After viewing the property and signing the required disclosure documents, Horiike purchased the property. According to news reports, he paid $12.25 million cash in 2007. However, in 2009, “Horiike reviewed the building permit and noticed that it appeared to contradict Cortazzo’s representation that the property offered approximately 15,000 square feet of living space,” the court wrote.
Horiike sued Cortazzo and Coldwell Banker, alleging, among other things, that they had breached their fiduciary duties toward Horiike. He did not sue his own agent, Namba.
At a trial in 2012, the jury exonerated Cortazzo on various claims including misrepresentation. The judge had already concluded that Cortazzo had no fiduciary duty to Horiike and essentially threw out that cause of action against him. The judge told the jury it could only find Coldwell Banker liable if another agent, not Cortazzo, had breached his or her fiduciary duty to Horiike. The jury found in favor of Coldwell Banker.
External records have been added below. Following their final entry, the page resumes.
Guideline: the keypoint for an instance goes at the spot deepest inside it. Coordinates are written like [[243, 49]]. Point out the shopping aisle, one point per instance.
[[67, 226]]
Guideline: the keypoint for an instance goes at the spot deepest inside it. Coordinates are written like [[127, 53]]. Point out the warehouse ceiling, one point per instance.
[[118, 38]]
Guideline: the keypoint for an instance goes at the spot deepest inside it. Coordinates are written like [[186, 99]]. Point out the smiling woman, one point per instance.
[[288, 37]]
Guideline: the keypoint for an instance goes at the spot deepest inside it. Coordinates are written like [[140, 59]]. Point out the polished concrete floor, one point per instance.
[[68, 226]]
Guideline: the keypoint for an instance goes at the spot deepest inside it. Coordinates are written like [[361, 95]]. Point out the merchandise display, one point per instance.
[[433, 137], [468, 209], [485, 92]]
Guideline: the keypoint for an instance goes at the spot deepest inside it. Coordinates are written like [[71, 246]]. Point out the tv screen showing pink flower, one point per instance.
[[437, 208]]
The Court of Appeal reversed the trial court’s decision. The Supreme Court affirmed the affirmed appellate court decision. The case now goes back to the trial court to determine whether the defendants violated their fiduciary duty to the buyer.
“Because Cortazzo, as an agent of Coldwell Banker in the transaction, owed Horiike a duty to learn and disclose all facts materially affecting the value or desirability of the property, the trial court erred in granting nonsuit on Horiike’s breach of fiduciary duty claim against Cortazzo and in instructing the jury that it could not find Coldwell Banker liable for breach of fiduciary duty based on Cortazzo’s conduct,” the decision said.
What it means is that when agents on both side of a transaction are licensed by the same firm, “the salesperson who is selling owes a fiduciary duty to not only the seller, but also the buyer,” said Frederic Cohen, the plaintiff’s attorney. Cohen thought that was already clear under state law, but Coldwell Banker and the real estate industry disagreed.
Coldwell Banker argued that “each salesperson owes a duty only to the person they are directly working with, not the opposite side.” Coldwell Banker referred requests for comment to the California Association of Realtors, which filed a brief supporting the defendants.
“We think it’s clear that Coldwell Banker owed a duty to both” buyer and seller in the transaction. “What we didn’t agree with is that duty flows back to every single agent in the transaction,” said June Barlow, the association’s general counsel.
Although the Supreme Court disagreed, the association does not think its decision will result in any major changes in the real estate industry. “We were more worried about an unwarranted expansion” of fiduciary duty that essentially would have outlawed dual agency, said June Barlow, an attorney for the association.
California law already requires listing agents to disclose all material facts that affect the value or desirability of a property to all prospective buyers, no matter who represents them. This includes facts such as a murder that occurred on the property or overly hostile neighbors. Listing agents also must do a visual inspection of the property and disclose any defects found to to all buyers.
As for practical impacts of the Supreme Court ruling, Cohen believes that when listing agents owe a fiduciary duty to the buyer, “They have to do more than a cursory inspection.”
He also said these agents “cannot fulfill their duty to disclose information (to buyers) by providing them a blizzard of paper buried in which the information is disclosed.”